I laughed before I could stop it. “That answers one question.”

“Which is?” Emry paused the video.

“Whether you and Raven were—” I gestured vaguely. “Before. In our timeline.”

“We weren’t,” Raven said firmly. “Never.”

“Because of you.” Emry looked directly at me. “It was always about you and your and Raven’s destiny after The Shift. And then one day, Veronica—she can see the future, you know. Anyway, Veronica told him he wouldn’t be the Last Priest by the time the apocalypse came and he could have what he really wanted without breaking any oaths. That all three of us could. And that’s when everything changed. Like somebody set our Raven free.”

“So we weren’t a love triangle?”

“We were a triad,” Emry said. “Are a triad. In my reality.”

I stared at her. I didn’t want to believe it. But the videos, the photos, the shared space? They were too much to ignore.

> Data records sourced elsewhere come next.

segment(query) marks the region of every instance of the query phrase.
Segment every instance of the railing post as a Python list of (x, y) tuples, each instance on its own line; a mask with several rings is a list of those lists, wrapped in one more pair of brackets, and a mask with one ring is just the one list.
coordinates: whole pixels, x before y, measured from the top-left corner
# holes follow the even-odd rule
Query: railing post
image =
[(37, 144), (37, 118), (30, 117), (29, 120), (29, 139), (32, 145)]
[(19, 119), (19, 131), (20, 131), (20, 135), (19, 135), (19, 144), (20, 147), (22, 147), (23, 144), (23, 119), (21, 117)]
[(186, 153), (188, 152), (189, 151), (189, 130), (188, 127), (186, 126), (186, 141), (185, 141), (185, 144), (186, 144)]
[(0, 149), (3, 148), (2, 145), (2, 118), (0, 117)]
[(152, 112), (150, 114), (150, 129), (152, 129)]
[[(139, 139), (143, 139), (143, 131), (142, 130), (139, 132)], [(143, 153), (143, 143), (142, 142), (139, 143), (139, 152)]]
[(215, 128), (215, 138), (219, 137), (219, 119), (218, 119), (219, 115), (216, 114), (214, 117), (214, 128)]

My thoughts whirled, struggling to reconcile what I was seeing with what I knew of myself, of us. In my reality, Raven and I had been growing closer since Emry’s death—tentative, careful, neither of us willing to acknowledge the pull between us. But this? This was something else entirely. Something that felt both intimate and alien.

“I don’t—” I started, then stopped. “We were never⁠—”

“You loved us both,” Emry said simply. “And we loved you.”

None of us spoke after that. I squirmed in the silence.

Finally, I asked quietly, “What’s happening here? In this reality? You know, outside of our triad and the paradise we’ve built here?”

Emry shrugged. “Aoife’s President now. Not just Secretary of State like her mother was. She doesn’t govern. She rules. Like she’s trying to win a war. We’re moving all the Daeganean libraries inland. Building bunkers. She’s discreetly selecting 144,000 people to be evacuated to safety when the shit hits the fan and the poles shift. She says it’s about the apocalypse and preparing to colonize Mars. Quietly, slowly. But she’s edging toward martial law.”